Double Dip Recession Now Assured?

With investors facing yet another summer of discontent, one economist has looked back in time for clues on how the following months may place out.

With one major banking crisis behind us, Monument Securities Chief Economist Stephen Lewis said investors only need to go back to 2007, rather than the Great Depression, for clues on how the current problems may play out.

"Sharp changes in credit market conditions can have a much more profound impact on business activity than most economic forecasters are prepared to recognize" Lewis said.

He warned that people missed the scale of the problem in 2007 and could do so again.

"It is tempting to dismiss distress in those markets that are far removed from the productive sectors of the economy as having little bearing on prospects for GDP growth," he said " We ourselves were, to a large degree, guilty of assuming that in 2007." .

With globalization bringing so many markets closer together, Lewis suggested that links between one part of the system and another are not always obvious.

“It is sometimes difficult to trace, accurately and comprehensively, the transmission channels between a specific segment of the credit market and the wider economy," he said. "Then again, threats emanating from the credit markets may lie dormant for months, it seems, before their full severity becomes apparent."

What Next?

Investors should be prepared for mid-June to August to be very volatile, as governments across the world attempt to raise money in a crowded market, one leading investor told CNBC.com.

Problems in the euro-zone debt market could spread to the US and begin to impact states such as California and New York, this investor predicted.

With so much debt needing to be refinanced, US rates would have to rise to attract enough foreign buyers of Treasurys, which could then push the economy back into the dreaded double-dip recession.

And investors may now be failing to take into account the impact of the current credit crisis on growth predictions, Lewis said.

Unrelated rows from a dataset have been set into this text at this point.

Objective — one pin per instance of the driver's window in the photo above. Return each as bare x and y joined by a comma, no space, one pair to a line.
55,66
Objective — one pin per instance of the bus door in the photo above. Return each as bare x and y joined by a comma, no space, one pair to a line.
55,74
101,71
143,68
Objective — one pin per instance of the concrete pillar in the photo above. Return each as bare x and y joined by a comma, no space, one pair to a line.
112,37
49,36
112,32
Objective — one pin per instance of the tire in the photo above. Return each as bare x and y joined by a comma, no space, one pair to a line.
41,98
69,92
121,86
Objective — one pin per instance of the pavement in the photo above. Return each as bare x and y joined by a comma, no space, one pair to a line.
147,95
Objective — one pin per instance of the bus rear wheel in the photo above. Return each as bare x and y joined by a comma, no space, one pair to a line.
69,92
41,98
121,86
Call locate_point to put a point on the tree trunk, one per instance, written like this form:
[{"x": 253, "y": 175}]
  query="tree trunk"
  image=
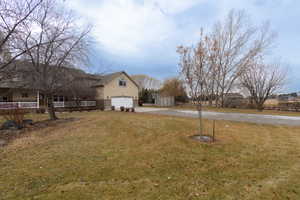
[
  {"x": 199, "y": 108},
  {"x": 51, "y": 109},
  {"x": 260, "y": 107}
]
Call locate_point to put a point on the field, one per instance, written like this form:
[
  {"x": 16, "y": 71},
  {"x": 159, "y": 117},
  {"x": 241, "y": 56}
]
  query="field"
[
  {"x": 238, "y": 110},
  {"x": 113, "y": 155}
]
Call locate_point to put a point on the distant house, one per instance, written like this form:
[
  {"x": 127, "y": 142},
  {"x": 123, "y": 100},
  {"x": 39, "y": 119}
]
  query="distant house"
[{"x": 103, "y": 91}]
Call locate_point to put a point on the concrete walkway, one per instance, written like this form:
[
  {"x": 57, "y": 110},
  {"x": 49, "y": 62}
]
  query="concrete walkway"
[{"x": 240, "y": 117}]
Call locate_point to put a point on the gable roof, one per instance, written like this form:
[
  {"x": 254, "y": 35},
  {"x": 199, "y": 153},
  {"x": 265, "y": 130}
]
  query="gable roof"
[{"x": 109, "y": 77}]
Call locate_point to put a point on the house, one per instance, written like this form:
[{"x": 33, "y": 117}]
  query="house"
[
  {"x": 102, "y": 91},
  {"x": 116, "y": 89}
]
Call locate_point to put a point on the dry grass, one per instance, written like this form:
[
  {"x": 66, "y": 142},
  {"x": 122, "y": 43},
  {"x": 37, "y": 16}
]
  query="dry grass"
[
  {"x": 237, "y": 110},
  {"x": 111, "y": 155}
]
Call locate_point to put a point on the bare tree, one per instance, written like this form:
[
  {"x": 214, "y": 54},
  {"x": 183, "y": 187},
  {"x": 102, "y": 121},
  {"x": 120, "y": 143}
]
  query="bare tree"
[
  {"x": 174, "y": 87},
  {"x": 235, "y": 44},
  {"x": 55, "y": 46},
  {"x": 192, "y": 65},
  {"x": 262, "y": 80},
  {"x": 14, "y": 15}
]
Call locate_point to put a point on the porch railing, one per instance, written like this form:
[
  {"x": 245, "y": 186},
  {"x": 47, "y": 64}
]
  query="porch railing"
[
  {"x": 15, "y": 105},
  {"x": 34, "y": 105}
]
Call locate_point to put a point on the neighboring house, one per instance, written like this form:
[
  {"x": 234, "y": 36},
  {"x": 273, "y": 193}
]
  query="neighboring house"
[{"x": 116, "y": 89}]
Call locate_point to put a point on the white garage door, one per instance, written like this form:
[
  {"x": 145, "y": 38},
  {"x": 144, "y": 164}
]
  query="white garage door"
[{"x": 126, "y": 102}]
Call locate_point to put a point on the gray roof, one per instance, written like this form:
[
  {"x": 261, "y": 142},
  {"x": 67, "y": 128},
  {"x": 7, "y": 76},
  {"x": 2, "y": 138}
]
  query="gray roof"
[{"x": 23, "y": 79}]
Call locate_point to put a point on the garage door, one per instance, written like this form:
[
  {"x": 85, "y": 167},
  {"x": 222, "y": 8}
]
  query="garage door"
[{"x": 126, "y": 102}]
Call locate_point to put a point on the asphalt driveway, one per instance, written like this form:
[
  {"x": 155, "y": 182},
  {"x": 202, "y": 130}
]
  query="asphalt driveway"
[{"x": 240, "y": 117}]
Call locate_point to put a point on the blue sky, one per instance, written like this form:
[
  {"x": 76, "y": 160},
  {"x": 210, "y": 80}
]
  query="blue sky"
[{"x": 141, "y": 36}]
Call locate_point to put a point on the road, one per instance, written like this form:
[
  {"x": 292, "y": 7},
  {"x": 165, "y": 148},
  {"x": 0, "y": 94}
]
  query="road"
[{"x": 239, "y": 117}]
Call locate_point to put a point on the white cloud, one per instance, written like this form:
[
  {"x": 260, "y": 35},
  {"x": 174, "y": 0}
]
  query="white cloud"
[{"x": 130, "y": 27}]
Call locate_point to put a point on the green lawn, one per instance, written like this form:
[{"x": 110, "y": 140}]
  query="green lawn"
[{"x": 113, "y": 155}]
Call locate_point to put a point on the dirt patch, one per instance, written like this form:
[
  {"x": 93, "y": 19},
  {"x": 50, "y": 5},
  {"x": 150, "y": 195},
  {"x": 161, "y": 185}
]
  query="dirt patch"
[
  {"x": 203, "y": 138},
  {"x": 6, "y": 136}
]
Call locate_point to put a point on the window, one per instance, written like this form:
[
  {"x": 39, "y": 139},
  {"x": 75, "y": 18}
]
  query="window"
[
  {"x": 3, "y": 99},
  {"x": 24, "y": 95},
  {"x": 122, "y": 82},
  {"x": 61, "y": 98},
  {"x": 58, "y": 98}
]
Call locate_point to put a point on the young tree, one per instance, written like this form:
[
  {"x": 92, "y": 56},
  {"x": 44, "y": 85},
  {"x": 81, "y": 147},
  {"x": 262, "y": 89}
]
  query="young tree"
[
  {"x": 192, "y": 66},
  {"x": 235, "y": 44},
  {"x": 54, "y": 47},
  {"x": 262, "y": 81}
]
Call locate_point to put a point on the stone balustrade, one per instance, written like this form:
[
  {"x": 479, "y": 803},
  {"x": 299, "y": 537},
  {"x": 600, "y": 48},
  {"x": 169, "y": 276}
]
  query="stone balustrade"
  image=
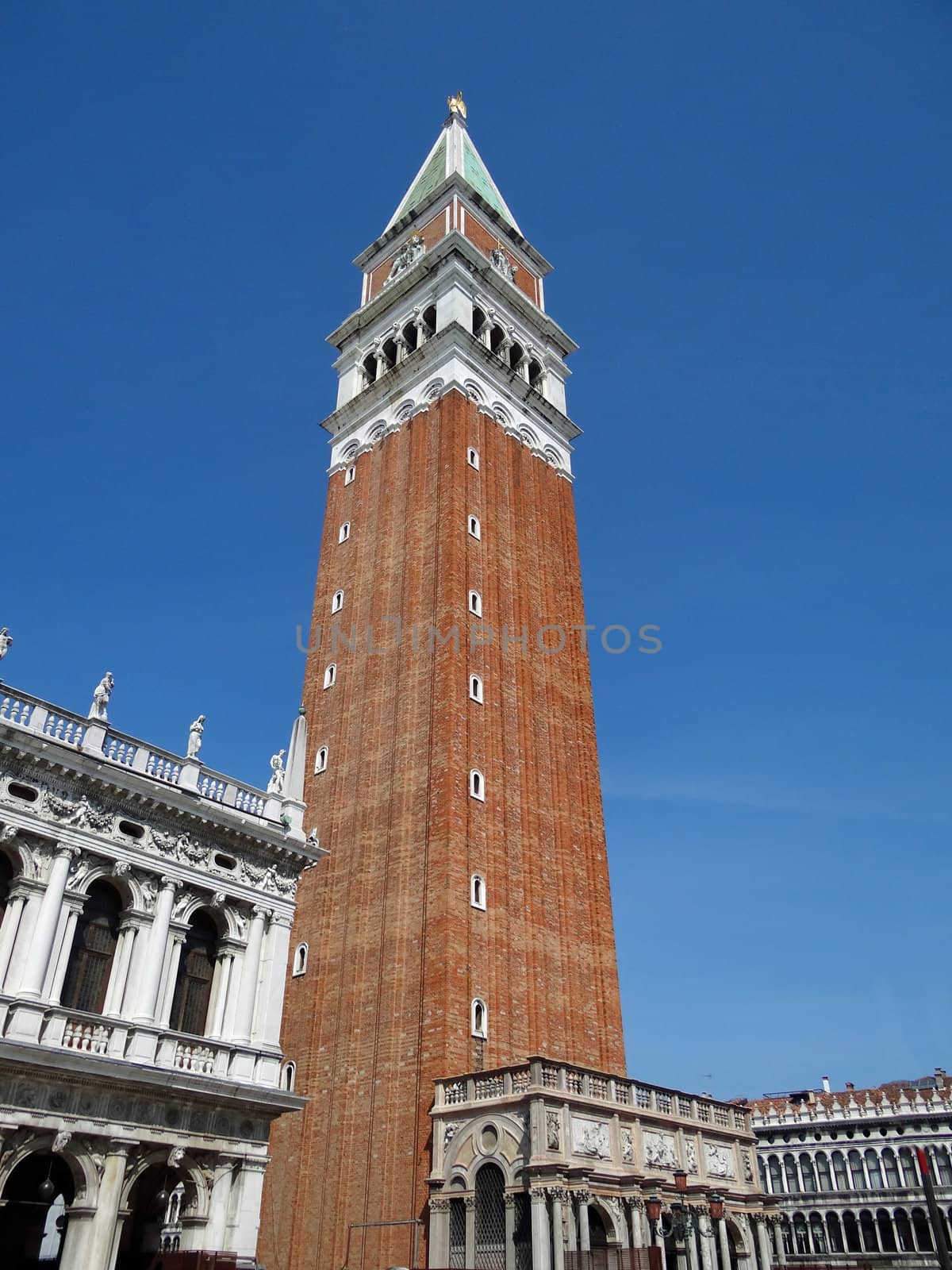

“The lag between financial turbulence and economic damage may be fairly long, of the order of a year or more," he said. "In the meantime, the economic indicators may remain positive. The US economy did not enter recession until December 2007, five months after the early signs of trouble in the credit markets."

"Other advanced economies did not begin to display negative trends until well into the second quarter of 2008,” he added.

“If sovereign debt concerns are accompanied by worries over bank liquidity, any more significant than those currently influencing the credit market, another dip in world economic activity would seem a sure thing,” he said.